The age distribution was 24.9% under the age of 18, 9.0% from 18 to 24, 30.8% from 25 to 44, 21.3% from 45 to 64, and 14.0% who were 65 years of age or older. The median age was 36 years. For every 100 females there were 91.5 males. For every 100 females age 18 and over, there were 86.5 males.
The median income for a household in the city was $35,823, and the median income for a family was $45,399. Males had a median income of $32,406 versus $23,709 for females.
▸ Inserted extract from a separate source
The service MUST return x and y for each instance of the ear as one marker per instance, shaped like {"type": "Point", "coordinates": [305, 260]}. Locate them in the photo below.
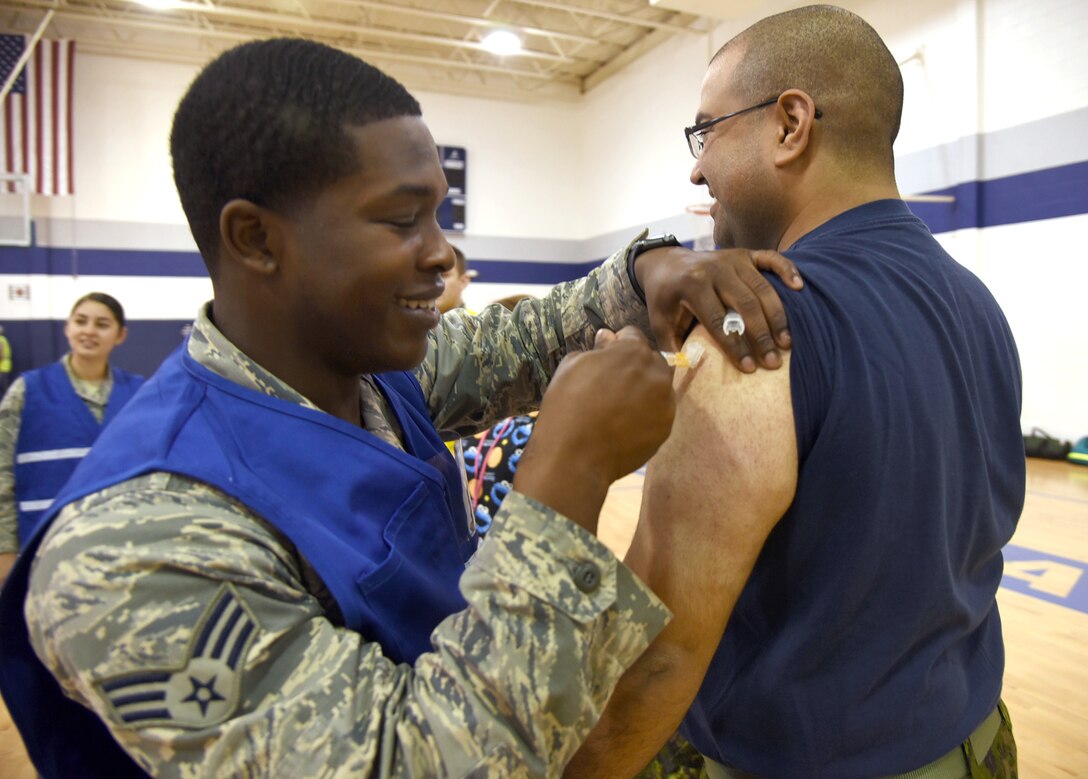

The per capita income for the city was $20,442. About 8.5% of families and 10.5% of the population were below the poverty line, including 14.6% of those under age 18 and 9.1% of those age 65 or over.
In 2000, Hardin County, Kentucky and Larue County, Kentucky were defined as the Elizabethtown, KY Metropolitan Statistical Area by the Bureau of the Census. It is part of the Louisville-Jefferson County-Elizabethtown-Scottsburg, KY-IN Combined Statistical Area.
The Hardin County Schools are another district that encompasses some of the city limits.
Here are the schools located within the City limits:
Elizabethtown is home to Elizabethtown Community and Technical College, a member of the Kentucky Community and Technical College System. It also has an extended campus of Western Kentucky University as well as Empire Beauty School formerly the Hair Design School on Westport Road.
The first Baptist settlement west of the Alleghany Mountains was in Elizabethtown at Severns Valley Baptist Church, named after the first name of Elizabethtown. Catholics came west from Nelson County and settled at Colesburg at St. Claire Parish before coming to St. James Parish in Elizabethtown. Lucinda Helm helped bring United Methodists into Elizabethtown and they immortalized her in naming the Helm Memorial United Methodist Church, today simply called MUMC.
Other denomination also came including The Church of Jesus Christ of Latter-day Saints, Lutheran, Presbyterian, Church of Christ, Episcopalian, Pentecostalism, and in modern times, Islam. More than 12 denominations are represented by over 100 churches in Elizabethtown.